Minimum Recquirements:
- GCC > 4.9 (primary compiler because inlining is better)
- Intel Compiler (to compare to vendor implementation)
- Power/X86 system
- linux system
- cmake > 2.9
- machine that understand x86/ppc ASM and the inline GCC mode
Arborescence:
poly -- bench (contains the benchmarks for latency/throughtput/ulp + header for the timer library)
-- latency (latency benchmark)
-- throughtput (throughtput benchmark)
-- lib (contains implementation of exp, scalar/vector version)
-- exp
-- scalar (implementation of the exp scalar version)
-- vector (implementation of the exp vector version)
-- poly
-- scalar (implementation of the polynomial evaluation scalar version)

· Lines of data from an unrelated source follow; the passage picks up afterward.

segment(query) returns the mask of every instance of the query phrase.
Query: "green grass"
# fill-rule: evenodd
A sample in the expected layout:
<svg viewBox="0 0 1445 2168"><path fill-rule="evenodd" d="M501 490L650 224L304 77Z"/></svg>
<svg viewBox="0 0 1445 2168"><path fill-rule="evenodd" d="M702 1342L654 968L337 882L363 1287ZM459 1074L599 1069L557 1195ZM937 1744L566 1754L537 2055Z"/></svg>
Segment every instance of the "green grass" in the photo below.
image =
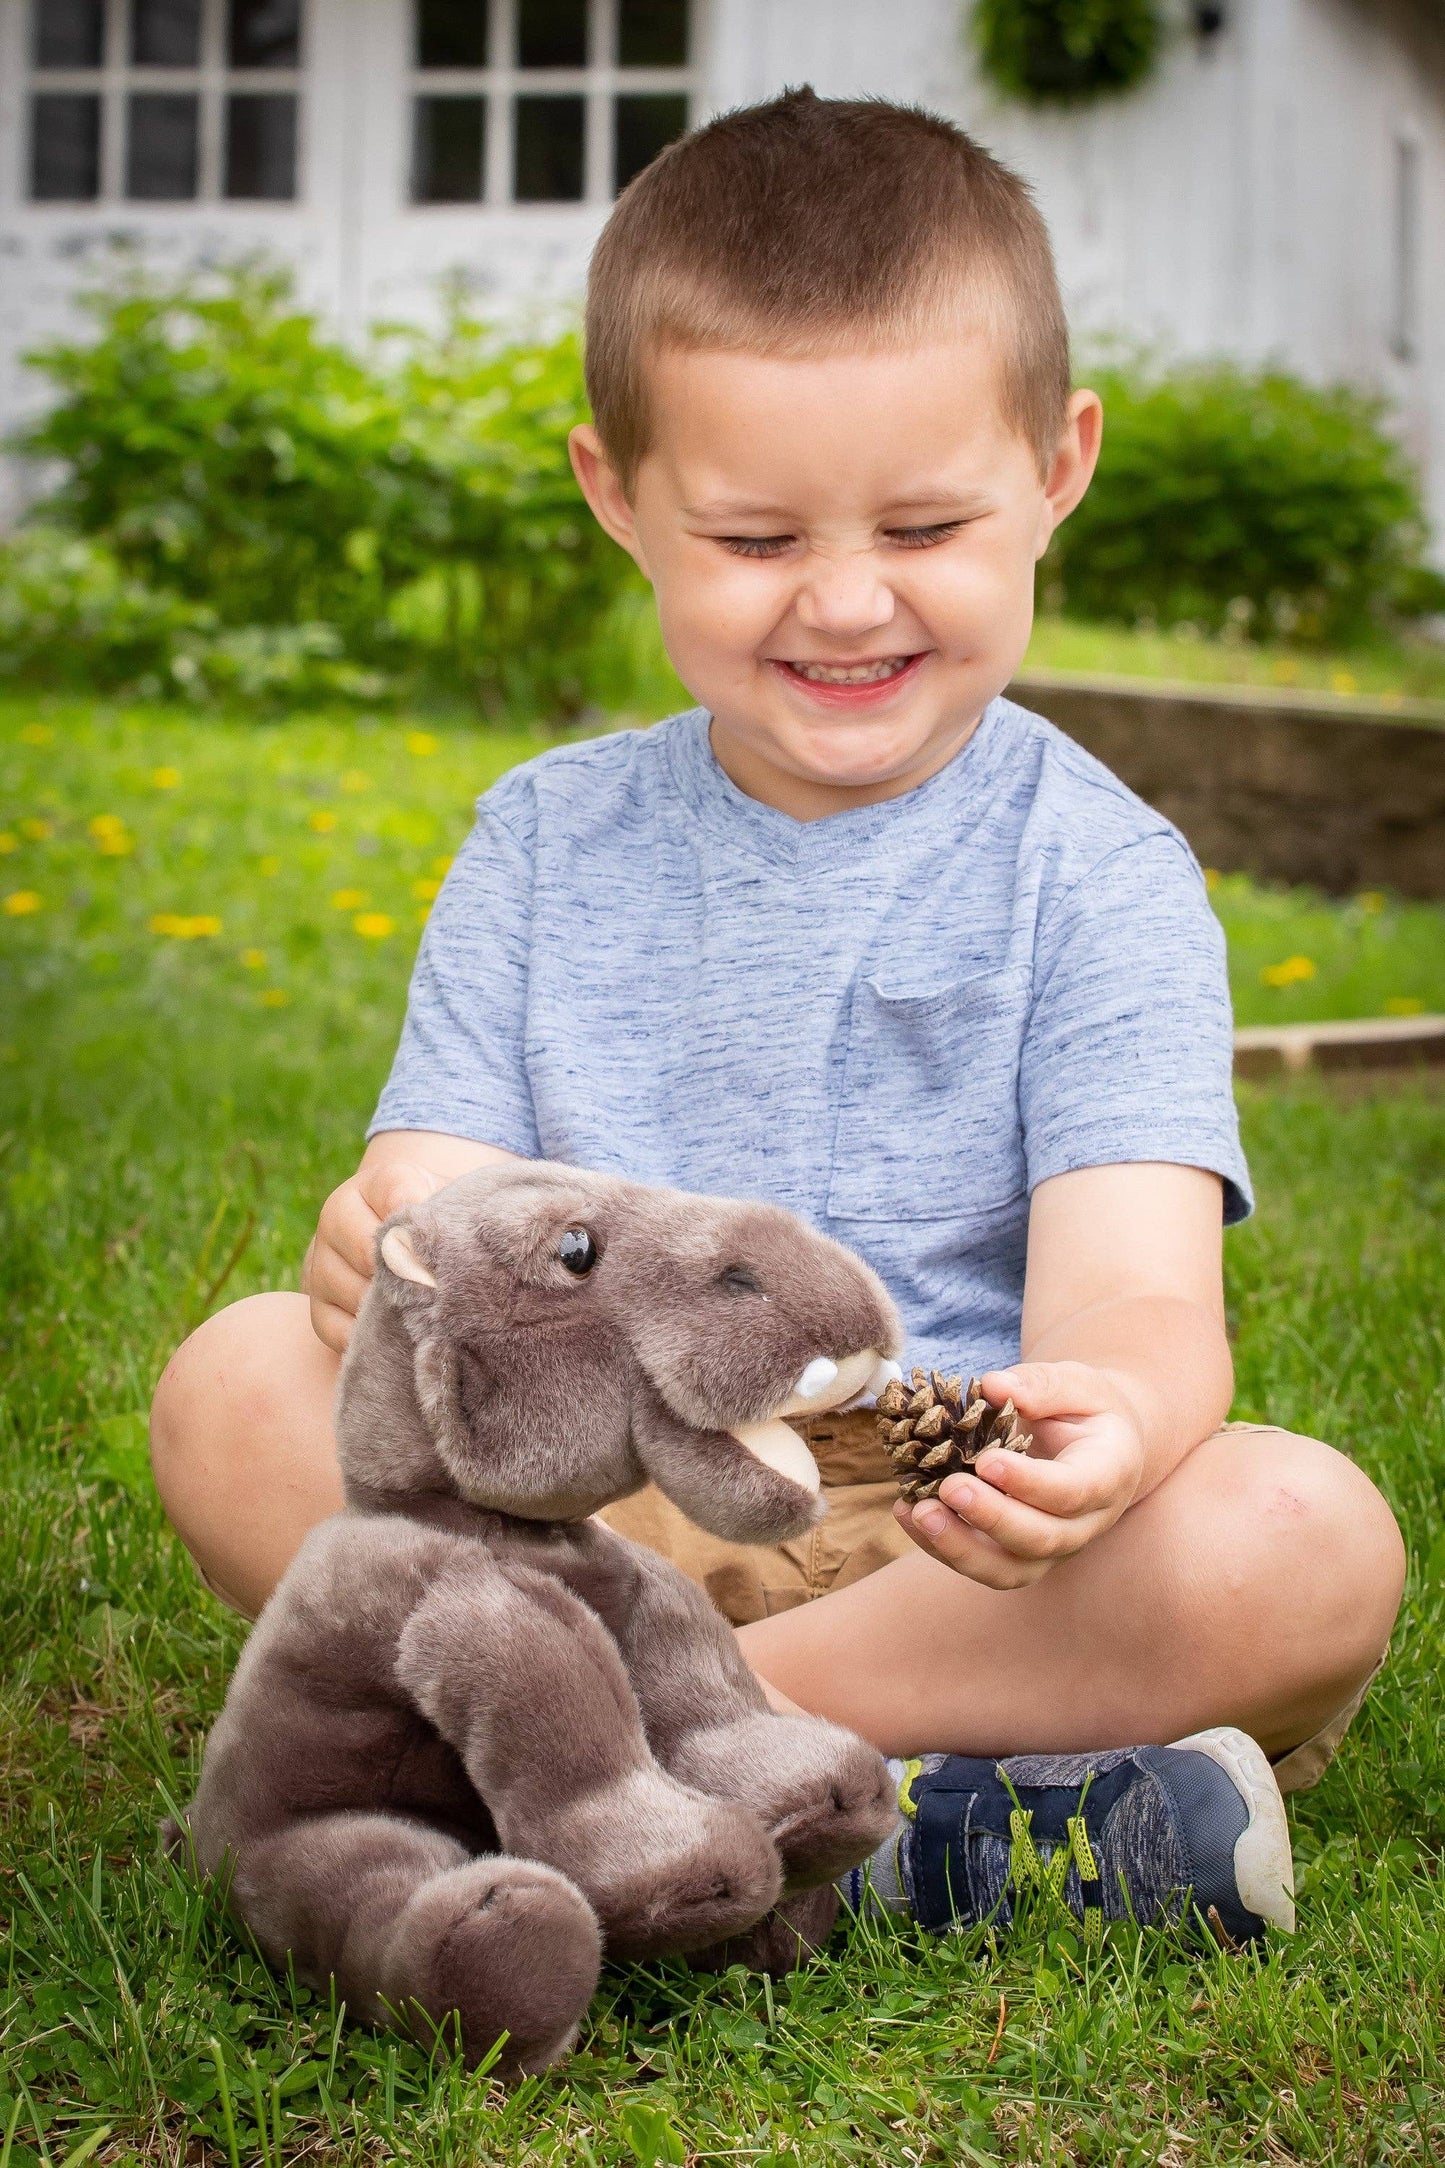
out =
<svg viewBox="0 0 1445 2168"><path fill-rule="evenodd" d="M241 1629L149 1486L157 1367L215 1303L294 1284L389 1058L414 885L533 750L407 737L0 713L0 895L43 900L0 915L0 2164L1445 2152L1445 1123L1418 1086L1241 1091L1261 1209L1229 1245L1236 1412L1347 1446L1412 1556L1391 1669L1294 1808L1301 1931L1264 1961L1132 1934L1095 1955L1041 1918L996 1950L855 1932L771 1989L611 1971L579 2054L504 2097L342 2027L158 1862ZM1308 945L1291 1003L1445 1006L1410 975L1439 914L1216 900L1242 991Z"/></svg>
<svg viewBox="0 0 1445 2168"><path fill-rule="evenodd" d="M1040 616L1025 664L1029 667L1188 678L1208 685L1285 686L1385 700L1445 700L1445 643L1423 637L1391 640L1382 635L1368 647L1337 651Z"/></svg>

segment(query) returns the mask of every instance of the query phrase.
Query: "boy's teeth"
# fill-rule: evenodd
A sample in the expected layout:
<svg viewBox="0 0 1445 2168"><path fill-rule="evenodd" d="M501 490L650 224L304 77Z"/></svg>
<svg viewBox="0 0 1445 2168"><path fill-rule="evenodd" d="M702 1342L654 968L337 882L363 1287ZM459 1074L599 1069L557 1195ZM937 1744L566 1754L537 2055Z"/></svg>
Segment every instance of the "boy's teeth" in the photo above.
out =
<svg viewBox="0 0 1445 2168"><path fill-rule="evenodd" d="M873 685L897 677L911 660L908 655L885 655L880 662L795 662L791 668L814 685Z"/></svg>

-- vector (implementation of the polynomial evaluation vector version)
-- tool
-- scalar(implementation of 2^k and the branching part for the scalar version)

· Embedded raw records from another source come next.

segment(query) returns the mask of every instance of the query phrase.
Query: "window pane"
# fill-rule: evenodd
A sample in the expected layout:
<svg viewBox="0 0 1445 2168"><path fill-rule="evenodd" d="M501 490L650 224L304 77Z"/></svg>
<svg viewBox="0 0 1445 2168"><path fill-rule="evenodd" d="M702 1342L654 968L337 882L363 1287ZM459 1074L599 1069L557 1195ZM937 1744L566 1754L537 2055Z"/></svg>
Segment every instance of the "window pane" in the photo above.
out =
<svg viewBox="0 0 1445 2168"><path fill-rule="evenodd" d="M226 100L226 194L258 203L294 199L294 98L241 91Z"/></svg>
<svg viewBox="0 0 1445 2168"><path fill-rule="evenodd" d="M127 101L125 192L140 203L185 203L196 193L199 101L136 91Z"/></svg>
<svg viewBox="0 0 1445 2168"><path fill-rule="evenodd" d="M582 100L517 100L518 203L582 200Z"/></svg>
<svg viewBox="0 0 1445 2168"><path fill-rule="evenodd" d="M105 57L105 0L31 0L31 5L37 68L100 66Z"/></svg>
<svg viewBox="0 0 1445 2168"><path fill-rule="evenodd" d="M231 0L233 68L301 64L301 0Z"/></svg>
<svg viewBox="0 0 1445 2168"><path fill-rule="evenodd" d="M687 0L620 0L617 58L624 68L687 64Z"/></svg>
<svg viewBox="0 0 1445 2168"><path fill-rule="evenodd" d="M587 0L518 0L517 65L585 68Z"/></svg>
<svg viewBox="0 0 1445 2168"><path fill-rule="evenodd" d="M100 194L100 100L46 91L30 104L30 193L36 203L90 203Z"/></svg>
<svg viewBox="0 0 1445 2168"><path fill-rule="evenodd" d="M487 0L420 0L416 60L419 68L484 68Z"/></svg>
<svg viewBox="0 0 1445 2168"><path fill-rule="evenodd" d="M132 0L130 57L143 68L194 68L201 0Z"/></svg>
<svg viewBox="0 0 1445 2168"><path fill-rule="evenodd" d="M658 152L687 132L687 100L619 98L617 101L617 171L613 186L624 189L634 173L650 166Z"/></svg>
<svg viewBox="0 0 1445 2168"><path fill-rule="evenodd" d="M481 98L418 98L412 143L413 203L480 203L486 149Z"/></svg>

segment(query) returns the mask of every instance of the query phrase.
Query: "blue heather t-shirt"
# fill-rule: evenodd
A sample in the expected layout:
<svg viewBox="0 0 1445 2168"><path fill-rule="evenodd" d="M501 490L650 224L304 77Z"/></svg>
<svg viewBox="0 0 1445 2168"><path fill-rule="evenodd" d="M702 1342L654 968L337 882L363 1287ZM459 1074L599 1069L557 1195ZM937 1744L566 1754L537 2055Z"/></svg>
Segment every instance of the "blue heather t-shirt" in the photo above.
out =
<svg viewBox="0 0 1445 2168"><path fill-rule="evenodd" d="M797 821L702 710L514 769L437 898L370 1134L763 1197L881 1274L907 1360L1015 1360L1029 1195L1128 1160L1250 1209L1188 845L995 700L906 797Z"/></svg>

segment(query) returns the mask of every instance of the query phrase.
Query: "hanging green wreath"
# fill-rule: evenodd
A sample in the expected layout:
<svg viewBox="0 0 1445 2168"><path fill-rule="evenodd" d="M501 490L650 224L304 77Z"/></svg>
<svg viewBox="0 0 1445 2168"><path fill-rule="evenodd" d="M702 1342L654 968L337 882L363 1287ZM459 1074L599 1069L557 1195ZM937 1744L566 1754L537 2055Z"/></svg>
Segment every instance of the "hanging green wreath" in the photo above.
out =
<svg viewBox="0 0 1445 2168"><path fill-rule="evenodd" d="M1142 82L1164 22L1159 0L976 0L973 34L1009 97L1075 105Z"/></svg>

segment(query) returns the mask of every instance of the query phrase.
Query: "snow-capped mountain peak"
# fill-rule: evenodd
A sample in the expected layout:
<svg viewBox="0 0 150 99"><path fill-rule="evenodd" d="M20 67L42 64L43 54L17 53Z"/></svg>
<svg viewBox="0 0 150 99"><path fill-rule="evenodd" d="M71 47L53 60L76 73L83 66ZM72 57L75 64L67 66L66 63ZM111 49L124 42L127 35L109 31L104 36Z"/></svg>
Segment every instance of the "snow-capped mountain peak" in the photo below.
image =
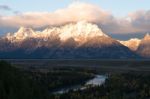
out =
<svg viewBox="0 0 150 99"><path fill-rule="evenodd" d="M127 40L127 41L119 41L121 44L123 44L124 46L127 46L128 48L130 48L131 50L135 51L141 40L138 39L138 38L131 38L130 40Z"/></svg>
<svg viewBox="0 0 150 99"><path fill-rule="evenodd" d="M8 33L6 37L11 41L22 41L26 38L47 39L59 37L62 41L73 38L75 41L85 42L88 38L98 36L108 37L96 24L79 21L63 26L46 28L42 32L33 31L31 28L21 27L14 34Z"/></svg>
<svg viewBox="0 0 150 99"><path fill-rule="evenodd" d="M16 32L16 35L27 35L30 36L32 34L34 34L35 32L33 31L32 28L25 28L25 27L21 27L18 32Z"/></svg>
<svg viewBox="0 0 150 99"><path fill-rule="evenodd" d="M26 38L30 38L34 36L36 36L36 32L34 32L33 29L20 27L16 33L14 34L8 33L6 35L6 38L8 38L8 40L11 40L13 42L13 41L22 41Z"/></svg>
<svg viewBox="0 0 150 99"><path fill-rule="evenodd" d="M95 24L80 21L76 24L67 24L61 27L60 38L61 40L67 40L68 38L74 38L76 41L85 40L96 36L107 36L102 30Z"/></svg>
<svg viewBox="0 0 150 99"><path fill-rule="evenodd" d="M49 27L43 31L21 27L16 33L8 33L6 38L11 42L2 39L0 51L13 53L4 53L3 56L9 58L137 57L127 47L103 33L96 24L86 21Z"/></svg>
<svg viewBox="0 0 150 99"><path fill-rule="evenodd" d="M26 31L32 31L31 28L25 28L25 27L20 27L18 30L18 33L26 32Z"/></svg>

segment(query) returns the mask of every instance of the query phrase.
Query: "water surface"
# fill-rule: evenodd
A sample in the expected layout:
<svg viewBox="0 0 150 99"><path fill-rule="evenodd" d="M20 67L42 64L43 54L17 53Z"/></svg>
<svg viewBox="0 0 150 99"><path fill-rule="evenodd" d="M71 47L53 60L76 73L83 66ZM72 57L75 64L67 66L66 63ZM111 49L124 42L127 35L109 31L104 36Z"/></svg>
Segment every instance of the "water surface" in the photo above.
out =
<svg viewBox="0 0 150 99"><path fill-rule="evenodd" d="M105 83L105 80L106 80L107 76L105 75L96 75L93 79L90 79L88 80L85 84L83 85L75 85L75 86L70 86L70 87L67 87L67 88L62 88L62 89L59 89L55 92L53 92L54 94L63 94L63 93L67 93L69 92L69 90L73 90L73 91L76 91L76 90L85 90L87 88L87 86L100 86L102 85L103 83Z"/></svg>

-- vector(implementation of 2^k and the branching part for the vector version)
-- ulp (ulp benchmark)
-- cyme (DSL for the vectorial version)
-- dot (contains ASM - DAG graphiz format/ATT)
-- llc (tiny library to measure the throughput, read hardware counter)
-- poly (contains the program that generate all variations of the exp implementation for poly/lib directory)
Compilation
mkdir b
cd b
cmake ..
make // can be long > 3000 files to compile
Modification
ccmake .
POLY_CYME buidl the vectorial version using cyme DSL (ON DEFAULT)
POLY_BENCH build the benchmark throughput/ulp/latency (ON DEFAULT)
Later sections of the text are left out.